I am a fan of the HCSB. It is definitely a top three translation in my studies, reading, and preaching. I have revealed my complaints about the HCSB and my hopes for the upcoming revision here. But I am increasingly concerned about the direction of the new changes that are going to be released in the revised HCSB in the coming months. Particularly, I am concerned about the increased usage of Yahweh over LORD. For those who want a translation to be as literal as possible, this change will be considered a positive move. I am also one who general prefers formal translation over functional translation. But a serious problem arises when comprehension is sacrificed for formal equivalency. Here are my concerns with the HCSB’s increased usage of Yahweh.
1. Less accessible to average readers. One of the values of the HCSB is its readability. It is accurate, fairly literal, but easy to read. There are many places, like Philippians 2:6, where the HCSB goes with the meaning of the text rather than a literal translation of the words. I repeatedly praise the HCSB for its translation choice in Philippians 2:6. Go with an understandable, yet accurate translation. Many in the congregation where I work like the HCSB because of these features. Increasing the use of Yahweh decreases readability. While those highly knowledge in the scriptures will understand who is being referred to when reading the term Yahweh, I think the majority of people will not understand this term.
2. Increased confusion. “But Jehoshaphat said, ‘Isn’t there a prophet of the LORD here? Let’s inquire of Yahweh through him’” (2 Kings 3:11). Does this passage make more sense than just staying with a consistent use of LORD? I don’t see how this is an improvement in translation.
3. Lack of acceptance. I do not foresee people getting on board with this change. I don’t think people are going to stop using LORD for the name of God and start using Yahweh instead.

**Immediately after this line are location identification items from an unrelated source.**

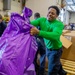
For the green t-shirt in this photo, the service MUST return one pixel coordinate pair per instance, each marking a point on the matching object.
(50, 31)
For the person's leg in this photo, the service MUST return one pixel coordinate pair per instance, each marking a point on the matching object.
(42, 60)
(54, 61)
(35, 62)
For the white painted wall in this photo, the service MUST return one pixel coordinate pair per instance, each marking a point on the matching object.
(15, 7)
(40, 6)
(72, 17)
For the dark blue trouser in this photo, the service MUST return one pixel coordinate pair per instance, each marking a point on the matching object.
(54, 64)
(42, 51)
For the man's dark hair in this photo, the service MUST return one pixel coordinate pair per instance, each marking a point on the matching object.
(37, 15)
(0, 16)
(56, 8)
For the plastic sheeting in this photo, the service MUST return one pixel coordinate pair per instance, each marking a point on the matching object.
(17, 46)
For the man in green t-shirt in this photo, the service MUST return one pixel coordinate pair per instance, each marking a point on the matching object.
(51, 30)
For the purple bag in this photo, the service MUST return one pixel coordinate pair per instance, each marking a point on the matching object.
(17, 46)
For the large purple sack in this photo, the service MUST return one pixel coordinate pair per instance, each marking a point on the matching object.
(17, 46)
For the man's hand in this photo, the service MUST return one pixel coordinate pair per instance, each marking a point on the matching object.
(34, 31)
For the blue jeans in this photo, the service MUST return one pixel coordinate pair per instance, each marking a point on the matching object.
(54, 64)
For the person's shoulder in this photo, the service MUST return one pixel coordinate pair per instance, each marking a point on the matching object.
(59, 22)
(42, 18)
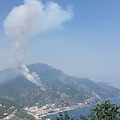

4. Not functional. I know the common, un-churched, non-religious person has no idea who Yahweh is and who you are talking about if you said, “Yahweh.” Not only is using Yahweh less readable, but I believe it will cause an additional hindrance when trying to teach people. Rather than know that the LORD is the subject, an explanation will need to be given to unbelievers about the name Yahweh in any sermon or class that has this rendering. This is not a fruitful use of one’s time when trying to teach and preach.
What do you all think about the HCSB increasing the use of Yahweh? While I believe an argument can be made that it is more literal or accurate, it is certainly not helpful. I believe it causes more problems than it solves and causes the scriptures to be less accessible to the lost. There must be moderation between literal translation and comprehension. Otherwise we would all use interlinear Bibles. But anyone who has used one knows that an interlinear does not lead to ease in understanding or comprehension. I think the HCSB is going the wrong way with this change. We don’t need to be using words that make the scriptures harder to understand when translating to the English language.